Только, кажется, это было напрасно. Сюськов относился к тому типу людей, которые очень любят свое мнение и его не меняют. Тем более перед каким-то старлеем-неудачником, которого Бурыга, скорее всего, скоро "съест" по службе.

– Чертежник отрицает мою версию. Часовой по фамилии Голодный – тоже. Но у меня есть рычаги. Я выведу их обеих на чистую воду...

– Чистую?! – все-таки не сдержался. – А вдруг она – грязная?!

Сфинкс не дрогнул ни единым мускулом лица.

Сюськов помолчал, словно обдумывая кару за дерзость, беззвучно встал, включил телевизор, сел и снова превратился в сфинкса.

"Работает программа севастопольского телевидения, – заговорил женским голосом еще мертвый экран. – Последние новости: освобожден от занимаемой должности командующий Военно-морских сил Украины вице-адмирал Борис Кожин..."

– Видишь, сняли все-таки, – прокомментировал Сюськов. – А все потому, что украинский флот развалил.

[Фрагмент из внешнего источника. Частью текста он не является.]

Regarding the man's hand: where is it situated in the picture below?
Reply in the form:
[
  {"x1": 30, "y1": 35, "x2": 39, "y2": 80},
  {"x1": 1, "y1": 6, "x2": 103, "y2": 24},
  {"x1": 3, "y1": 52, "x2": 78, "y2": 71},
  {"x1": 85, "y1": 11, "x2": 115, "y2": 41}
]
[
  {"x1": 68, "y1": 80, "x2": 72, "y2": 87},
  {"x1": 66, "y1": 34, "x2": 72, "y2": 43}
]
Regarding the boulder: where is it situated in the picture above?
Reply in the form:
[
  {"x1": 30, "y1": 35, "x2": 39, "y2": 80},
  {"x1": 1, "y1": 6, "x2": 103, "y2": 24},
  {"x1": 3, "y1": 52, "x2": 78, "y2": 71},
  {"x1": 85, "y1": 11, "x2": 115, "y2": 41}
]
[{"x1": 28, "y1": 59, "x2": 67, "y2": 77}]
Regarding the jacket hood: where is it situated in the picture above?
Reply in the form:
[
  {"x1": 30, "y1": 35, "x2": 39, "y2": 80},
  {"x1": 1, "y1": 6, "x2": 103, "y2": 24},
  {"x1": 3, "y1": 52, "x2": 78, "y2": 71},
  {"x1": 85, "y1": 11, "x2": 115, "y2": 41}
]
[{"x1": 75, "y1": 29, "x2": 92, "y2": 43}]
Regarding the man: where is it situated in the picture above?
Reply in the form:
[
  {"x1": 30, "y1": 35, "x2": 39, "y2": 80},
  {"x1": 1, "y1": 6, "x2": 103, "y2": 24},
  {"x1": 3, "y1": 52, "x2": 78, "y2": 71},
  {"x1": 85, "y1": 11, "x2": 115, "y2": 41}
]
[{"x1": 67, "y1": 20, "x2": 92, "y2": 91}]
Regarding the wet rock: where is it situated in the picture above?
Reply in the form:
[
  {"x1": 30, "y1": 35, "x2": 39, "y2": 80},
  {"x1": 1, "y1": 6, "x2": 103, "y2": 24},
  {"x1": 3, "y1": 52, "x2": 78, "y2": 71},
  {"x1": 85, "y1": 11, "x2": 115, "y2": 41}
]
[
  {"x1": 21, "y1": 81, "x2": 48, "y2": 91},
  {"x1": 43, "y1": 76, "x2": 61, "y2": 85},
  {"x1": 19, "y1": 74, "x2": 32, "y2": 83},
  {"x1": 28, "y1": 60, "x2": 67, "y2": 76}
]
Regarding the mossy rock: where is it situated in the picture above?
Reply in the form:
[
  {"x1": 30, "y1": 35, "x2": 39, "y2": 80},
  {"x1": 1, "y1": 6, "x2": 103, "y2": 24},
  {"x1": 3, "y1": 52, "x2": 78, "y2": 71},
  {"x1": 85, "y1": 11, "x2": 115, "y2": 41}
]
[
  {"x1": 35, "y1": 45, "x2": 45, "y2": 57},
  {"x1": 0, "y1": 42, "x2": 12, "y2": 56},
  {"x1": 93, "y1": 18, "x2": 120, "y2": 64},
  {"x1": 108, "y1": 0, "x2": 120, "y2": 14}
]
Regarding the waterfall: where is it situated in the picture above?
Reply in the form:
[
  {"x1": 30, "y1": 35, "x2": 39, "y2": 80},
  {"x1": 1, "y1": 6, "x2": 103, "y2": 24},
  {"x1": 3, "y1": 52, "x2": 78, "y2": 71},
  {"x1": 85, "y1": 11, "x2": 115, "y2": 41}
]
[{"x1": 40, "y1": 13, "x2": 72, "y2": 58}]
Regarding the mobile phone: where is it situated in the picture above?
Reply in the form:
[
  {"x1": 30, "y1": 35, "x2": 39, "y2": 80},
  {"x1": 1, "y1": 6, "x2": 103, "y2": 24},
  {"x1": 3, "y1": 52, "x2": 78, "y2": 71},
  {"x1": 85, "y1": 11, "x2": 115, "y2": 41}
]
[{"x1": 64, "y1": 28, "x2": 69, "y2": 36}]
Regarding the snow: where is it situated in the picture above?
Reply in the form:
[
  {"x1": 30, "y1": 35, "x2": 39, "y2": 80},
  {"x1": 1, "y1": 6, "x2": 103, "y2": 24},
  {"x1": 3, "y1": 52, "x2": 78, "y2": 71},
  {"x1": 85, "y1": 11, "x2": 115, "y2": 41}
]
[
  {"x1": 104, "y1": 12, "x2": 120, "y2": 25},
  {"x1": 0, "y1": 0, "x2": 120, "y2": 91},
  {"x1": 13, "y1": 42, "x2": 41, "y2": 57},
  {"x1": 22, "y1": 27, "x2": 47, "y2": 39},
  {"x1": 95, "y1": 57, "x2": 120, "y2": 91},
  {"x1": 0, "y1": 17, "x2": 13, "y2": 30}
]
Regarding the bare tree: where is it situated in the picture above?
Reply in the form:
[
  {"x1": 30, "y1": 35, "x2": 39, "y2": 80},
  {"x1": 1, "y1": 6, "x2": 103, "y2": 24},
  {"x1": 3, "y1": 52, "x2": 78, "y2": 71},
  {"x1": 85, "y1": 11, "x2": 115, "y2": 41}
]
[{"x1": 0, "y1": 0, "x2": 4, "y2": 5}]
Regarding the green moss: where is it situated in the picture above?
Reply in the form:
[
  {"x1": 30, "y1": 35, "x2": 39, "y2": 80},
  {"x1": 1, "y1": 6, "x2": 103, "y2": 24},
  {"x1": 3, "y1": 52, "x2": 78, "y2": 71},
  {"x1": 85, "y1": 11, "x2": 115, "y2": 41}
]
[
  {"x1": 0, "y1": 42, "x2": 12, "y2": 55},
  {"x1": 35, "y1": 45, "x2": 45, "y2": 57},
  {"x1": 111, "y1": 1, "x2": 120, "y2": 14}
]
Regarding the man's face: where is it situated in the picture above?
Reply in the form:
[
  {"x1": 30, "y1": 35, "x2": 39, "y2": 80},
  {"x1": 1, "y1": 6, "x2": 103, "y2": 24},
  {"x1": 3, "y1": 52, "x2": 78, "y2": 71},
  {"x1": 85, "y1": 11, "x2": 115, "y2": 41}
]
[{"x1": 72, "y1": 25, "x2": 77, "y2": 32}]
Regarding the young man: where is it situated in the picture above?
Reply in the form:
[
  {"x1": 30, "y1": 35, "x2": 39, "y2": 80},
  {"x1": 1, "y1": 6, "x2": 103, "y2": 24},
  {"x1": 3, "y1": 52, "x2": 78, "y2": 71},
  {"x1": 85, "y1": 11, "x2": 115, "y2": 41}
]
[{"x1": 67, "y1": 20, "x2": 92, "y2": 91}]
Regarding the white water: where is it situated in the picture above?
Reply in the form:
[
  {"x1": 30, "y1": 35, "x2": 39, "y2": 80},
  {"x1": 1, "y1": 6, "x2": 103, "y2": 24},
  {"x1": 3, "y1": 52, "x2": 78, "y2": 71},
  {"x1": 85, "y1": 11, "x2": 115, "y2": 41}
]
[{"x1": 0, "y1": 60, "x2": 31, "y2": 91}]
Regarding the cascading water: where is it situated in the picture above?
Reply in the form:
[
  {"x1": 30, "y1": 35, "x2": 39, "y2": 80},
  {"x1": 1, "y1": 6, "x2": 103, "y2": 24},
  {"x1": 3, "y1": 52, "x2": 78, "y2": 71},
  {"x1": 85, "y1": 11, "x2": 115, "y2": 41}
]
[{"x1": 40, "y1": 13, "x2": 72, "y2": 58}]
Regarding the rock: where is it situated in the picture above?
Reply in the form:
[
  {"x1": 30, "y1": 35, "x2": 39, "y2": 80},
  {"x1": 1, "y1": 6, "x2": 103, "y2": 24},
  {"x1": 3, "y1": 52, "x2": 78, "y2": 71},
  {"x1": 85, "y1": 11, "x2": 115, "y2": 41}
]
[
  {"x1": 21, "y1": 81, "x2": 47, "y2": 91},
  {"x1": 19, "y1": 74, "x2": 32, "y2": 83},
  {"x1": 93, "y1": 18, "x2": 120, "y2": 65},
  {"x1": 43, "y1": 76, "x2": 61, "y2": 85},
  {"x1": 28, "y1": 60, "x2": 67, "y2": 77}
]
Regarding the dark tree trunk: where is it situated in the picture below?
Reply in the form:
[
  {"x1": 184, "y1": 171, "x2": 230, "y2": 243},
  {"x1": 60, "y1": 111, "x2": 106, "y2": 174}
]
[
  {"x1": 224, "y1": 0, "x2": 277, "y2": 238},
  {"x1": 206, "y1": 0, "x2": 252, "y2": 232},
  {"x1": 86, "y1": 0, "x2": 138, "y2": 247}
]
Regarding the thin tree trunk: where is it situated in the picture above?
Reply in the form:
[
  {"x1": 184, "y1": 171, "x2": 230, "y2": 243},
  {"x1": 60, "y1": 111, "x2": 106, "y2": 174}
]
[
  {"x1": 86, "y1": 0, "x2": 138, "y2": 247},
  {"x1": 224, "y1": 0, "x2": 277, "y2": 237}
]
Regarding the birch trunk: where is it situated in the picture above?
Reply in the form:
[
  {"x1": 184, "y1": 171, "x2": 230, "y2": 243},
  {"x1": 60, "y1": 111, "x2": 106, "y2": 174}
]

Воровство кругом. И я не хочу, чтобы так же сняли нашего командира бригады. Поэтому лучше посадить матроса за мелкое воровство, чем искать офицера или, что еще хуже, какого-нибудь диверсанта. Понял?

Он говорил это в экран женщине-дикторше, а она ему в ответ сообщала, сколько в городе совершено ограблений, сколько разбилось машин, сколько было жалоб в милицию на рэкет.

– А я не верю, что секретку вскрыл чертежник, – громко сказал Майгатов.

Сидящий боком к нему Сюськов опять обратился к дикторше:

– Не портите себе карьеру. Бригаде нужно простенькое преступление.

– А сейф? Вы же сами говорили, что возможна версия с сейфом?

– Я говорил? – наконец-то повернул облитое бледностью, с иезуитскими впалыми щеками, лицо. – Я намекал. А между намеком и версией – большая разница.

– А вдруг здесь не все так просто, – Майгатов сам не мог понять, почему он упрямствовал. Пять минут назад, по пути к Сюськову, готов был закрыть расследование, чтобы навеки избавиться от него, а теперь вот готов сцепиться с особистом в схватку и доказать, что тот не прав. Или, может, тот, прежний Майгатов, все-таки находился на верном пути? Не-ет, вскипело что-то внутри, всклокотнуло казацкое, буйное. – Я докажу, что вы неправы. Здесь далеко все не просто. Здесь замешаны...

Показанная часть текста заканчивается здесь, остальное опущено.